Unterföhring (ots) - Das SAT.1-Drama "Nichts mehr wie vorher" wird am 26. September 2014 mit dem Robert Geisendörfer Preis ausgezeichnet, dem Medienpreis der Evangelischen Kirche. Im Fokus des Films, der frei inspiriert ist von den wahren Ereignissen im Mordfall "Lena" von Emden, steht die Familie eines 16-Jährigen, der (vor)schnell verdächtigt wird, einen elfjährigen Jungen brutal getötet zu haben. Jonas Nay spielte den introvertierten Teenager, Annette Frier die an seine Unschuld glaubende Mutter und Götz Schubert den zunächst misstrauischen Vater. Regie führte Oliver Dommenget, das Drehbuch schrieb Henriette Piper, Produktionsfirma war Zeitsprung Pictures GmbH Köln, gefördert wurde "Nichts mehr wie vorher" von der Film- und Medienstiftung NRW.

Die Begründung der Jury: "Hier wird eine wahre Begebenheit, der Fall 'Lena', ohne jede spekulative Effekthascherei in einem wirkmächtigen und stilsicheren Fernsehfilm überführt. Dass er auch im werbefinanzierten Privatfernsehen einen Platz finden konnte, freut die Jury besonders."

Jochen Ketschau, SVP Deutsche Fiction und Koproduktion der ProSiebenSat.1 TV Deutschland: "SAT.1 hat sich gerade bei Event-Produktionen als Sender positioniert, der sozialkritische Themen schnell aufgreift und umsetzt. Ich sehe diesen Preis tatsächlich als Auszeichnung, die uns zeigt, dass wir mit dieser Linie genau richtig liegen."

Annette Frier ist übrigens noch bis zum 15. September 2014 montags abends in ihrer Paraderolle als "Danni Lowinski" in SAT.1 zu sehen, am 30. September 2014 kämpft sie als eine der "Schlikkerfrauen" im gleichnamigen SAT.1-TV-Event um ihre Existenz.

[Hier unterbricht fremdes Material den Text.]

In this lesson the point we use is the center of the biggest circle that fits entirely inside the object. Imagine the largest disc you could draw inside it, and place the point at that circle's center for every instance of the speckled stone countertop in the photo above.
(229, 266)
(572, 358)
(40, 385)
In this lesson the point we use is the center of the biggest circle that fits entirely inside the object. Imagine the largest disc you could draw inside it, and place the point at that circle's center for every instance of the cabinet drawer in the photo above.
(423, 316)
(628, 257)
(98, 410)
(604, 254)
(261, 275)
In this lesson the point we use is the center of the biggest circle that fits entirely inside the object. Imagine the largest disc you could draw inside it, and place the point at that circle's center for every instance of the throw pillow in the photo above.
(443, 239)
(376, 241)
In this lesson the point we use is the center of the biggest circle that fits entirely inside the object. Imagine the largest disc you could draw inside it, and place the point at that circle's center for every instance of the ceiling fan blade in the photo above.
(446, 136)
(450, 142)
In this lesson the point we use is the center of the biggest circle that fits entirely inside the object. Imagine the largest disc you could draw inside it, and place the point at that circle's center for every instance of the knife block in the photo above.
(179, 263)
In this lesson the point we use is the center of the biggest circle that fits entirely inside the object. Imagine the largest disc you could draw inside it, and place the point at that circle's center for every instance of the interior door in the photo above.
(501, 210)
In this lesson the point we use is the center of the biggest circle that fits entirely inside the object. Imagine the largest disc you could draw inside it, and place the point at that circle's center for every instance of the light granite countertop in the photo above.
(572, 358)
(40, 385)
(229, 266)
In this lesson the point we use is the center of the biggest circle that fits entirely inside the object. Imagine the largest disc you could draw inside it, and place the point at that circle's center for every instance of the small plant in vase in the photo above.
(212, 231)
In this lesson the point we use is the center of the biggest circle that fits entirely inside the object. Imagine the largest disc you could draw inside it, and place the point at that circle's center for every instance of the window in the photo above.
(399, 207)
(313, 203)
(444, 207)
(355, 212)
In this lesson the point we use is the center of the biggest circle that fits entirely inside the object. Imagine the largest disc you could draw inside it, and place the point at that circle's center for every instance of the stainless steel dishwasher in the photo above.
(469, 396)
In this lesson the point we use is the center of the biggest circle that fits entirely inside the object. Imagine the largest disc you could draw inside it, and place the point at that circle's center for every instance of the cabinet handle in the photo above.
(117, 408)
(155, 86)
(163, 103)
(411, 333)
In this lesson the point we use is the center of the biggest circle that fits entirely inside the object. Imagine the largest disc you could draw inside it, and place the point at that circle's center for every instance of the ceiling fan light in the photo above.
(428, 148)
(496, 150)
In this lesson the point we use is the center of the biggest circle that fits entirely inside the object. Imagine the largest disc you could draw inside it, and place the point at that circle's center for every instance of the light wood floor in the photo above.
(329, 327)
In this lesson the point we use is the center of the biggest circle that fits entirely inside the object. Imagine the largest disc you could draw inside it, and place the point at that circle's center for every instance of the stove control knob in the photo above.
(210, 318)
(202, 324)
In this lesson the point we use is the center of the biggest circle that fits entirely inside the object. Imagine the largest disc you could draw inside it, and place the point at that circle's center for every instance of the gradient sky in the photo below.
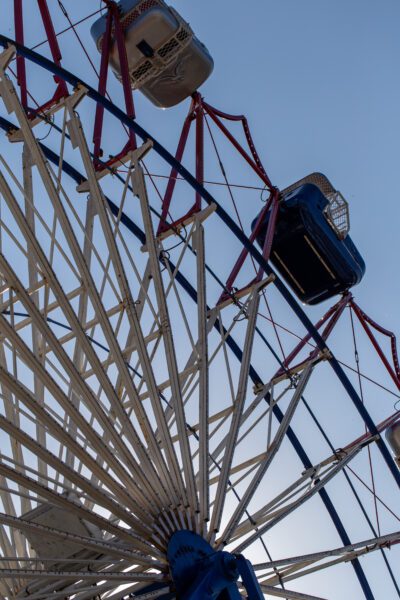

Der Robert Geisendörfer Preis wird seit 1983 alljährlich für herausragende publizistische Leistungen deutscher Hörfunk- und Fernsehsender verliehen. Mit dem Medienpreis der Evangelischen Kirche, der am 26. September 2014 beim Bayerischen Rundfunk in München verliehen wird, sollen insbesondere Sendungen gewürdigt werden, die das persönliche und soziale Verantwortungsbewusstsein stärken, die zur gegenseitigen Achtung der Geschlechter und zum guten Miteinander von Einzelnen, Gruppen und Völkern beitragen, die die christliche Orientierung vertiefen und einen Beitrag zur Überwindung von Gewalt leisten.